Monday, July 16, 2012

Say Yes to the Drug


Growing up,  I was what the literature calls a 'non-adherent' or 'non-compliant' patient.  Rather than take my medications as prescribed, I often shared the wealth with the trash can and toilet.  One night, with my parents away and family friends babysitting, I issued a challenge.  Like that of a wary princess assessing her suitors, mine was simple:  I’d take a spoonful of medicine for every new Bible story they could muster.  My babysitters took the challenge with confidence.  They were, after all, seminarians—one formerly trained as a writer, the other a lawyer—and  I was just 6 years old.  “Have you heard the one?” they asked again and again.  Unfortunately for them, I knew all of Elisha’s miracles and Moses’ plagues from my parents, Sunday School and countless Super Book videos.  And those that I didn’t know—Dinah’s revenge, Hosea's family, Jeremiah's laments?  They realized that those were stories they weren’t ready to tell a 6-year-old.   That night, I went to bed victorious and un-medicated.

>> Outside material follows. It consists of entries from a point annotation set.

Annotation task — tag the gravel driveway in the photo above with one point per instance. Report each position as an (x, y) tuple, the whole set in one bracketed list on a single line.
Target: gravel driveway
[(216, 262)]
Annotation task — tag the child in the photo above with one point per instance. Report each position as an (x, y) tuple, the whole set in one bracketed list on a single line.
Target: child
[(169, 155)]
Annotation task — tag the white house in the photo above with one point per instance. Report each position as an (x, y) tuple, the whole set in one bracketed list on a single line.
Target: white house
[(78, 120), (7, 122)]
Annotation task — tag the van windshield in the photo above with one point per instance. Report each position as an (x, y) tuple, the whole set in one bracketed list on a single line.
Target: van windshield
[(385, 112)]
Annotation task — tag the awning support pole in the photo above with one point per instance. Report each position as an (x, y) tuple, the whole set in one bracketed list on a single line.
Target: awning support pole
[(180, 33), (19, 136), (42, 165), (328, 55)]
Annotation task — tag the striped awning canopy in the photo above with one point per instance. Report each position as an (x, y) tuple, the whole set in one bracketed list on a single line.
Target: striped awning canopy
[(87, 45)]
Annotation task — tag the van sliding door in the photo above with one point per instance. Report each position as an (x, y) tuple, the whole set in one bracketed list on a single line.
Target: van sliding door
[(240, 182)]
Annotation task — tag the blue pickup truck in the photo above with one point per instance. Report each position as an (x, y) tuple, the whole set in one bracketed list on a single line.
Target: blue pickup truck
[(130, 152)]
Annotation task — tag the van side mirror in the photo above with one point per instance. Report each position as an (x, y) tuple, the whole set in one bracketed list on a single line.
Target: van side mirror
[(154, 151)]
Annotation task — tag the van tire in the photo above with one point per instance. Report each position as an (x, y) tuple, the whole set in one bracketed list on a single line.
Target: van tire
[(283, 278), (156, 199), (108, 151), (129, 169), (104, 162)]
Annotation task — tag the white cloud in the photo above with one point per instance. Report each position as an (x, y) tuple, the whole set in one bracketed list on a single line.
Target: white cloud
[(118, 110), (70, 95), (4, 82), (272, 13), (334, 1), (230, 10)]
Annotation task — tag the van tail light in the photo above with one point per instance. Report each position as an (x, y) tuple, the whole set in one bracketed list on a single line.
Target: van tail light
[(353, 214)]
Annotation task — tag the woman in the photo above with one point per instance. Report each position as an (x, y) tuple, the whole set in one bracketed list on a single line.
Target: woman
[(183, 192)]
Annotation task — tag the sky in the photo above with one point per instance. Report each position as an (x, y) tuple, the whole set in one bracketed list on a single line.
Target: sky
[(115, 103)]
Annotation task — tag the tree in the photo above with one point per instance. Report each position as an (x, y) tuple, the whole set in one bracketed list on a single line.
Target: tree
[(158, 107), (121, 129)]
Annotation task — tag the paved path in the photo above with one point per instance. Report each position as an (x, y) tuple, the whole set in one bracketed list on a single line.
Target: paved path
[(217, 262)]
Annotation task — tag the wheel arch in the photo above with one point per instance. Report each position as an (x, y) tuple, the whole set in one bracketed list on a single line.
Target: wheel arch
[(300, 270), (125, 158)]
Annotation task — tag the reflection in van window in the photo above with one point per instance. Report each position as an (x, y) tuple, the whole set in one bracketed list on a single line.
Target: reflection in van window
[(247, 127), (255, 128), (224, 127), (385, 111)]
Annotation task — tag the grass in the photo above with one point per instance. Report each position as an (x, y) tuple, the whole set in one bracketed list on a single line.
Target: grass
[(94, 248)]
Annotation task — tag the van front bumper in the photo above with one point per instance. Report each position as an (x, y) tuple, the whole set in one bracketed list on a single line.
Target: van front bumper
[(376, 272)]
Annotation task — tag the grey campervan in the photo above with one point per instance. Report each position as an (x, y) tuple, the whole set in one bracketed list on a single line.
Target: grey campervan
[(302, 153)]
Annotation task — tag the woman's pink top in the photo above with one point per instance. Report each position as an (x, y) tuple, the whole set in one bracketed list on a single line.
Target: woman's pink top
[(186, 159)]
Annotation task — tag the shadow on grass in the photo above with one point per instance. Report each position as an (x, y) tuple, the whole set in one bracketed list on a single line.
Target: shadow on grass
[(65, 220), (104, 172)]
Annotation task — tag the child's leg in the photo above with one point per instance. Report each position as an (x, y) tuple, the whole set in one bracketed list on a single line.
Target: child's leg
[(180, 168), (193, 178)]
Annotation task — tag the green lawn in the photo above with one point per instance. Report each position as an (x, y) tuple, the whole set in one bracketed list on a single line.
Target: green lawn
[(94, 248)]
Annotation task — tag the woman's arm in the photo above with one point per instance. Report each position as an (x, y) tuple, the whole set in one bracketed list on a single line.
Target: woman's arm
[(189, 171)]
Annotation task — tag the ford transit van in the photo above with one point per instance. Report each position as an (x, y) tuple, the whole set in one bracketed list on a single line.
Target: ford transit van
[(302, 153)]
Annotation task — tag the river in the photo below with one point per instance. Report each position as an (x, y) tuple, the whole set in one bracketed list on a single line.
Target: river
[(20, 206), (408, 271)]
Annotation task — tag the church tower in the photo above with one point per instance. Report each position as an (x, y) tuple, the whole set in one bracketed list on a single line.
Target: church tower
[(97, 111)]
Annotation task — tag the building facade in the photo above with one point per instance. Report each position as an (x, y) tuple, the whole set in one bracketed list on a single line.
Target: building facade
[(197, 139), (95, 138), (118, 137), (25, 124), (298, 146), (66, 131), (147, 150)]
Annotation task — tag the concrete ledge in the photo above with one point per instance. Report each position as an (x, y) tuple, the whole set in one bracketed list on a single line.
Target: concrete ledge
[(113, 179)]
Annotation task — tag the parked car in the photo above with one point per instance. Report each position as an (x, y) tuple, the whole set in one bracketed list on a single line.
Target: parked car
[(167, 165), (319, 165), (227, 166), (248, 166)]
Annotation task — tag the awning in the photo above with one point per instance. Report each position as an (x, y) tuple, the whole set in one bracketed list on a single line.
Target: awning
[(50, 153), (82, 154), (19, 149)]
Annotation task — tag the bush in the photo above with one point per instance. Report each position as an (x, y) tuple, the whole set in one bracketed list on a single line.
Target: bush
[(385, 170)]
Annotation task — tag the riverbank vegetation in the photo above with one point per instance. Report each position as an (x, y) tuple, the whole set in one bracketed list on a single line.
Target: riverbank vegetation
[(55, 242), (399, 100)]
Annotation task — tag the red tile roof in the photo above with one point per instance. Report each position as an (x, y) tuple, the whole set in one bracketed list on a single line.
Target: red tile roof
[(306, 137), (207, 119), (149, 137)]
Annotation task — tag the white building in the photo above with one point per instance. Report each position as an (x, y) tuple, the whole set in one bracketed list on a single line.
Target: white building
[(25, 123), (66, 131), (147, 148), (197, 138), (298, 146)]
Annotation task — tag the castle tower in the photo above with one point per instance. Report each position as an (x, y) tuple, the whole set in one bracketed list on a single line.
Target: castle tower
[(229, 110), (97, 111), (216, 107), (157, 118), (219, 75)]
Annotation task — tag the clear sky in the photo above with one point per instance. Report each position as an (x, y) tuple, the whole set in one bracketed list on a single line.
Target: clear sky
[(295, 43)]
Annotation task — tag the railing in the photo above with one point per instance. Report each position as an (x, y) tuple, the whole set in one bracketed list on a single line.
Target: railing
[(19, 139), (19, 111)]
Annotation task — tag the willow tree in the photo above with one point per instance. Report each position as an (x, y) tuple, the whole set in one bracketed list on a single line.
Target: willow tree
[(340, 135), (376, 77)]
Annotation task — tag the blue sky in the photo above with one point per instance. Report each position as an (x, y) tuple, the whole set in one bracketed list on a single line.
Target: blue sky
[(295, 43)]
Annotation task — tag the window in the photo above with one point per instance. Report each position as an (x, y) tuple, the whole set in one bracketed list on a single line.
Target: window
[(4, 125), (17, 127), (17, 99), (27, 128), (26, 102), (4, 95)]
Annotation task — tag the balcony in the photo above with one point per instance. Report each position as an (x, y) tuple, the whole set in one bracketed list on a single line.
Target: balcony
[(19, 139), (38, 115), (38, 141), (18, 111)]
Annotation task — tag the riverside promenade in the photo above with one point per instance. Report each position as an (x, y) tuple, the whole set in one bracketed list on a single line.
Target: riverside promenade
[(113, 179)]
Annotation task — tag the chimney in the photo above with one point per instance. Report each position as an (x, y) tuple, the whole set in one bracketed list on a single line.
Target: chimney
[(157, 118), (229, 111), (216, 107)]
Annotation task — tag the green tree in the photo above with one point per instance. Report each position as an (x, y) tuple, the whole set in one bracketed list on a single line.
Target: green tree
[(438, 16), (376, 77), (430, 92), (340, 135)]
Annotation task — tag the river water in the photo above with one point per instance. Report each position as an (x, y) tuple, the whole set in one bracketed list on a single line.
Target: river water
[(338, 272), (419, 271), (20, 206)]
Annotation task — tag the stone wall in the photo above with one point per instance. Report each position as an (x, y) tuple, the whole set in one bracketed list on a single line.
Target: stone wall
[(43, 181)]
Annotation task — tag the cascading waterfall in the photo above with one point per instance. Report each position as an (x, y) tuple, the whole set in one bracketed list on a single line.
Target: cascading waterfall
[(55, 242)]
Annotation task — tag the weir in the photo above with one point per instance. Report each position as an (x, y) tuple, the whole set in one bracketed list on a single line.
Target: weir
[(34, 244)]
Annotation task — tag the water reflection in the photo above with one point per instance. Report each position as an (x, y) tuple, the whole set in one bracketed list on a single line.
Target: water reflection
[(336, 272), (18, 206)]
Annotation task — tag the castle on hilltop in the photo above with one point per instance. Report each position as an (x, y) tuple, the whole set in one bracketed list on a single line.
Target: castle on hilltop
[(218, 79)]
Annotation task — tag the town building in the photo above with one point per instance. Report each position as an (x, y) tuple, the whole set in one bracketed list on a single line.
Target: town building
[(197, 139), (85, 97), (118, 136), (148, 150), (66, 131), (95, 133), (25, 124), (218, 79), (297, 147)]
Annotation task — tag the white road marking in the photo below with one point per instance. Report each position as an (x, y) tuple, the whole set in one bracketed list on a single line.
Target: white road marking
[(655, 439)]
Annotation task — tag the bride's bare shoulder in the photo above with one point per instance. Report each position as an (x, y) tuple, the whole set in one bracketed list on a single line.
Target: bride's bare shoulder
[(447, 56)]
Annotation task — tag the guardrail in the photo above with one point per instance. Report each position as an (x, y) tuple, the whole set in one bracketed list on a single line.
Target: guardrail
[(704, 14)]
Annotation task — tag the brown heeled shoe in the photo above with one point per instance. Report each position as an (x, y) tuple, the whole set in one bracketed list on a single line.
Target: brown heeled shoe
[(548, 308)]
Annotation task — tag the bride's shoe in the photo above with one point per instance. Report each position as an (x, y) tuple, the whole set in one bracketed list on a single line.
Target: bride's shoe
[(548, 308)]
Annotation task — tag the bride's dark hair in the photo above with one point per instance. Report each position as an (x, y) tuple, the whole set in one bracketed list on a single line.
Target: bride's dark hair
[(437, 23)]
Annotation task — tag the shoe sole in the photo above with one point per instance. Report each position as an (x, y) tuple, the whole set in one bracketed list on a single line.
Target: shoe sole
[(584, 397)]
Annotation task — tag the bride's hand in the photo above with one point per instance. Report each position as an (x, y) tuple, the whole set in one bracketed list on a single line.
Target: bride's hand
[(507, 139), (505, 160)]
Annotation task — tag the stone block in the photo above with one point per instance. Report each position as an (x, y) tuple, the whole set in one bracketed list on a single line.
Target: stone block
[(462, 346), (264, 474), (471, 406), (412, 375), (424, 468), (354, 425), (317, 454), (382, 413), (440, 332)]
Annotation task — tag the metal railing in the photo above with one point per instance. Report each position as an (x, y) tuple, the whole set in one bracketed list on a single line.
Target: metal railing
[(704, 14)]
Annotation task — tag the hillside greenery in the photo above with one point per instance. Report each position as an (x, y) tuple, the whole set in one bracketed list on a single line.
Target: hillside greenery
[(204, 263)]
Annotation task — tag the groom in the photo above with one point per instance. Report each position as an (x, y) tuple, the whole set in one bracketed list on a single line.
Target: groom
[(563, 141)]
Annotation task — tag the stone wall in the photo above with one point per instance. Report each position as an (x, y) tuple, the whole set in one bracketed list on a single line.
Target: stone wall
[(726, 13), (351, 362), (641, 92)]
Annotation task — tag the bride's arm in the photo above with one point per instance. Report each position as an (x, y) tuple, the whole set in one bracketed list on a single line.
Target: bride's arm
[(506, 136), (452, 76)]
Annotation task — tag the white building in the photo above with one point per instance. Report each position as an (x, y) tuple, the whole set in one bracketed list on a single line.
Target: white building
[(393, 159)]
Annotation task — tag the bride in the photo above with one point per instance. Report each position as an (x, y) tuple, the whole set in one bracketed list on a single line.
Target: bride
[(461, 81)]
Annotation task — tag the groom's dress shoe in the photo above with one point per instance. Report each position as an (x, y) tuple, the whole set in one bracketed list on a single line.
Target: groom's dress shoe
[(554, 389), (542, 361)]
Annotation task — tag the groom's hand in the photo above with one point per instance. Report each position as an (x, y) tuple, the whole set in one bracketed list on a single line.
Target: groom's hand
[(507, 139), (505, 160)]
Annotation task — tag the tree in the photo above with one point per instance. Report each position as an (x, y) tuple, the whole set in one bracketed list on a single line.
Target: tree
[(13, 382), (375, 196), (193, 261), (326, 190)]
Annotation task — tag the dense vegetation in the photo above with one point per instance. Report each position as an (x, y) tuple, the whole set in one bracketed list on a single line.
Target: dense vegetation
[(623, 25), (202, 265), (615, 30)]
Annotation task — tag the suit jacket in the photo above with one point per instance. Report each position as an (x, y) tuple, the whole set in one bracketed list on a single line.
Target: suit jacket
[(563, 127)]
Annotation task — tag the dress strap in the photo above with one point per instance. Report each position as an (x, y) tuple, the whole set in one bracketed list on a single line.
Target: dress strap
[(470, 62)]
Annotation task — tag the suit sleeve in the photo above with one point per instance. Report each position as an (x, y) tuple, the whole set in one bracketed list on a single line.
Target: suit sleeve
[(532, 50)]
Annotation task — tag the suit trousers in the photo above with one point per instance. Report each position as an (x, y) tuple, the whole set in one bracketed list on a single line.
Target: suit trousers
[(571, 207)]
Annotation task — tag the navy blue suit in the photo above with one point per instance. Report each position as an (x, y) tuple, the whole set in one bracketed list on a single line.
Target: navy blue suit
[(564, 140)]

Non-adherence was not a particularly serious medical issue for me as an individual.  I got better and did not get anyone else sick.  But multiply non-adherence across all the other children, adults, and seniors who skip much more important medications for many other reasons-- not just because they don't like swallowing strange pills, but because of cost, forgetfulness, and lack of understanding-- and non-adherence becomes a public health problem.

Roughly half of all Americans who have had heart attacks do not take their medications as prescribed even though the evidence for the lifesaving potential of those drugs have long been proven.  Medication non-adherence means that the many health benefits of drugs that medical science has advanced cannot be realized.  It means that some patients who could've gotten better get sicker instead and their care gets more expensive for everyone, even you and me.  Put another way, medication adherence is one of those rare win-win-win medical issues where doing better benefits patients, insurers, and doctors (not to mention policy and drug makers).  An oft cited and sobering figure puts the annual cost of medication non-adherence in the US at $300 billion.  The number is far from perfect  and likely a gross overestimate (even the author acknowledges its limitations).  But it provides an easy and rough idea of just how big this issue is on both personal and population levels.  

This blog is  in its early days and I’m still laying down groundwork.  Stick with me through this and in the coming posts, you'll see a variety of neat health policy solutions to this very big problem.

Policy Implication: Non-adherence is a costly problem, in both health and expenditures,  for just about everyone involved.